他はすべて正しい。子供用かぜ薬等のシロップは開封後冷蔵庫での保管が望ましい。

正答・・・2


問 105
一般用医薬品の添付文書における使用上の注意「してはいけないこと」に関する記述の正誤について、正しい組み合わせはどれか。

a 重篤な副作用として、皮膚粘膜眼症候群、中毒性表皮壊死融解症が掲げられている医薬品では、「次の人は使用(服用)しないこと」の欄にアレルギーの既往歴がある人等は使用しないこととして記載されている。

b 連用すると副作用等が現れやすくなる成分、効果が減弱して医薬品に頼りがちになりやすい成分又は比較的作用の強い成分が配合されている場合には、「症状があるときのみの使用にとどめ、連用しないこと」等と記載されている。

c 一般用検査薬では、その検査結果のみで確定診断はできないので、判定が陽性であれば、速やかに医師の診断を受ける旨が記載されている。

d すべての一般用医薬品の添付文書には「服用前後は飲酒しないこと」と記載されている。

a b c d
1 誤 誤 正 正
2 正 誤 誤 正
3 正 正 誤 誤
4 正 正 正 誤
5 誤 正 正 正


これも、常識的感覚で正答できる。

d 誤り。

正答・・・4


問 107
医薬品等の安全対策に係る情報提供に関する記述の正誤について、正しい組み合わせはどれか。

a 「緊急安全性情報」は、医薬品又は医療機器について緊急かつ重大な注意喚起や使用制限に係る対策が必要な状況にある場合に、厚生労働省から医療機関や薬局等へ1ヶ月以内に直接配布により情報伝達されるものである。

b 「緊急安全性情報」は、医療用医薬品についての情報伝達であり、一般用医薬品には関係しない。

c 厚生労働省では、医薬品、医療機器等による重要な副作用、不具合等に関する情報を原則、毎月とりまとめ、「医薬品・医療機器等安全性情報」として広く医薬関係者向けに情報提供を行っている。

d 「安全性速報」は、A4サイズの黄色地の印刷物で、イエローレターとも呼ばれる。

a b c d
1 誤 誤 誤 正
2 誤 誤 正 誤
3 誤 正 誤 誤
4 正 誤 誤 誤
5 誤 誤 誤 誤


正答・・・2


問 108
次の成分のうち、その成分を主な成分とする一般用医薬品の添付文書の「してはいけないこと」の欄に、「次の人は使用(服用)しないこと」として「ぜんそくを起こしたことがある人」と記載されているものはどれか。

1 スクラルファート
2 リゾチーム塩酸塩
3 カフェイン
4 タンニン酸アルブミン
5 フェルビナク


主な使用上お注意「してはいけないこと」に関する問題

インドメタシンフェルビナクケトプロフェン又はピロキシカムが配合された外用鎮痛消炎薬は、喘息発作を誘発するおそれがあるため、「ぜんそくを起こしたことがある人」使用を避けるようにする。
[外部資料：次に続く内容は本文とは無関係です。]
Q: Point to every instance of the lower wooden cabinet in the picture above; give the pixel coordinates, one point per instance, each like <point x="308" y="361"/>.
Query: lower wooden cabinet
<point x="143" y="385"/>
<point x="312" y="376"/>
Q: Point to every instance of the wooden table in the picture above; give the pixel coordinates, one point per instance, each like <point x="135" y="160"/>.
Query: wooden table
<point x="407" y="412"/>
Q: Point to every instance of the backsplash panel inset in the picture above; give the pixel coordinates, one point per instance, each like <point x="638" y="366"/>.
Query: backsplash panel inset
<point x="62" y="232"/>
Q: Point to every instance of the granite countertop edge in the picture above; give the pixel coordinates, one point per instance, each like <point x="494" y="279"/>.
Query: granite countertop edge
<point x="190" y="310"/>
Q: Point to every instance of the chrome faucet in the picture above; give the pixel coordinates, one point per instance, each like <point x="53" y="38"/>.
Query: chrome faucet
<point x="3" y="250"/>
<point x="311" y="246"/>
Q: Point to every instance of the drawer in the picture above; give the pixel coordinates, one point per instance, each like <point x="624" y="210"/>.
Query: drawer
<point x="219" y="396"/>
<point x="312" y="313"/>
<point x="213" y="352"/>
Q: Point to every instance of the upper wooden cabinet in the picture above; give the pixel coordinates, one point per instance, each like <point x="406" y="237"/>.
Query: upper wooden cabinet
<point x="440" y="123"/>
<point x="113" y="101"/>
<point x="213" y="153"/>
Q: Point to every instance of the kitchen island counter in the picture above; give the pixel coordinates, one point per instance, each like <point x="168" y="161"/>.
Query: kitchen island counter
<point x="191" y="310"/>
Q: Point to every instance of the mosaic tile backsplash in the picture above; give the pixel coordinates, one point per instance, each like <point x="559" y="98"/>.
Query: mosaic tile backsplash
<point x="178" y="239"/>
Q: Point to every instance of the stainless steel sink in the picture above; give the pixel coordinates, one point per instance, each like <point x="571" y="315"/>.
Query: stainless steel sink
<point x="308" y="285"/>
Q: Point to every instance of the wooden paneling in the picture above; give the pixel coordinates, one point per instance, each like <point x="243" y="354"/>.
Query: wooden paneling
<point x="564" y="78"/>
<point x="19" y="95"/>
なお、この中でピロキシカムについては、OTCで市販されている商品ないようです。医療用のフェルデン軟膏も、他の成分に比べると、かなりマイナーです。

正答・・・5


問 109
次の成分のうち、その成分を主な成分とする一般用医薬品の添付文書の「相談すること」の欄に、「次の診断を受けた人」として「肝臓病」と記載されているものはどれか。

1 小 柴胡湯
2 ポビドンヨード
3 ジプロフィリン
4 硫酸ナトリウム
5 パパベリン塩酸塩


基礎疾患等と、「相談すること」に関する問題

肝臓病に関しては、以下の2点は「相談すること」として頻出。

小柴胡湯・・・間質性肺炎の副作用が現れやすいため

アスピリン、アスピリンアルミニウム、エテンザミド、イブプロフェン、イソプロピルアンチピリン、アセトアミノフェ
ン・・・肝機能障害を悪化させるおそれがあるため。


問 110
一般用医薬品の添付文書に関する記述の正誤について、正しい組み合わせはどれか。

a 添付文書の内容は、毎年改訂することとされている。

b 添付文書には、製造販売元の製薬企業において購入者等からの相談に応じるための窓口担当部門の名称、電話番号、受付時間等が記載されている。

c 使用上の注意の記載における「高齢者」とは、およその目安として60歳以上を指す。

d 医薬品の販売等に従事する専門家から直接情報提供を受けた購入者以外の家族等がその医薬品を使用する際には、添付文書に目を通し、使用上の注意等に留意して適正に使用されることが特に重要である。

a b c d
1 誤 正 正 誤
2 正 誤 正 正
3 誤 正 誤 正
4 正 誤 正 誤
5 正 正 誤 正


a 明らかに間違い。添付文書の改定は、医薬品の有効性・安全性等に係る新たな知見、使用に係る情報に基づき、必要に応じて随時改訂がなされている。
b 正しい。
c 誤り。使用上の注意の記載における「高齢者」とは、およその目安として65歳以上を指す。
d 正しい。だらだら読みにくいが、常識的に読み取ればよい。